Increased rates of domestic violence, attempts to scam the elderly, access to healthcare and a spike in layoffs and evictions are among some of the chief areas of concern, according to LSC. The LSC estimates it will cost upwards of $100 million to address this anticipated bump in legal services demand.

Further, remedies to fiscal shortfalls due to the pandemic are more complex than simply handing sums of money over to legal aid providers. The LSC warns there remains a potential risk to the immediate health of lawyer trust accounts—these accounts are a crucial source of funding for civil aid providers—in the wake of the Federal Reserve’s decision to cut interest rates to near zero.
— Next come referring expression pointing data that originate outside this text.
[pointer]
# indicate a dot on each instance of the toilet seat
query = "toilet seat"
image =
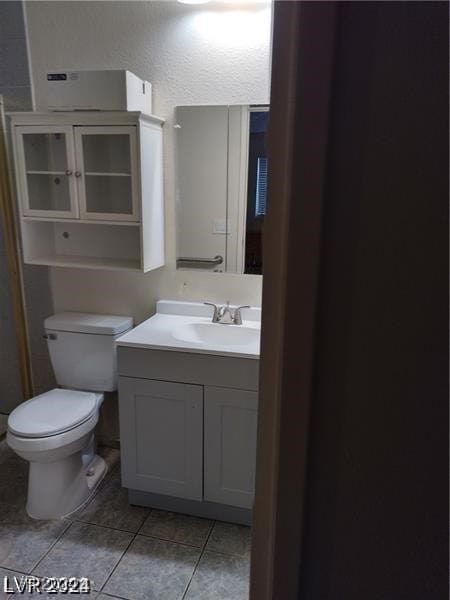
(52, 413)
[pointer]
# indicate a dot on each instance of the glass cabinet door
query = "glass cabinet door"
(46, 171)
(107, 175)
On average, LSC-funded entities get approximately 5.4% of their funding from these accounts, states the corporation.

CARES Act Covers Student Loans, Electioneering and the Courts: ABA

Additionally, the ABA highlighted some of the other ways the CARES Act addresses the legal sector and its imminent funding shortfalls. They include:

  • A suspension of federal loan repayment obligations for student borrowers until Wednesday, Sept. 30. Until then, interest will not accrue and borrows will be credited as if they made their payments
  • There will be a $6 million allocation to bolster telework capabilities, probation and pretrial services for federal courts, $500,000 for the U.S. Supreme Court’s remote working capacity, and $1 million to the U.S. Defender Services toward that same end
  • A $400 million boost to states ahead of the 2020 federal election cycle
  • A $100 million allocation the Federal Bureau of Prisons for “personal protective equipment, testing materials, home detention, electronic monitoring, and other alternatives to incarceration to improve prison conditions”
  • And, $850 million in “expedited” grant funding to local and state jails and police departments for “local health protection needs.” Temporary rules will allow audio and video conferences for certain procedures like “detention hearings, arraignments, and misdemeanor pleas and sentencings.” Is also permits free video and telephone and visitations and “relaxed rules on early release and home confinement.”

“Prisons and jails are some of the highest-risk environments for the spread of COVID-19,” said ABA President Judy Perry Martinez in a statement. “The ABA is encouraged that the COVID-19 economic stimulus includes provisions to allow prisons greater access to personal protective equipment and COVID-19 testing materials. The ABA is further encouraged by the bill’s provisions that expand use of home detention and electronic monitoring.”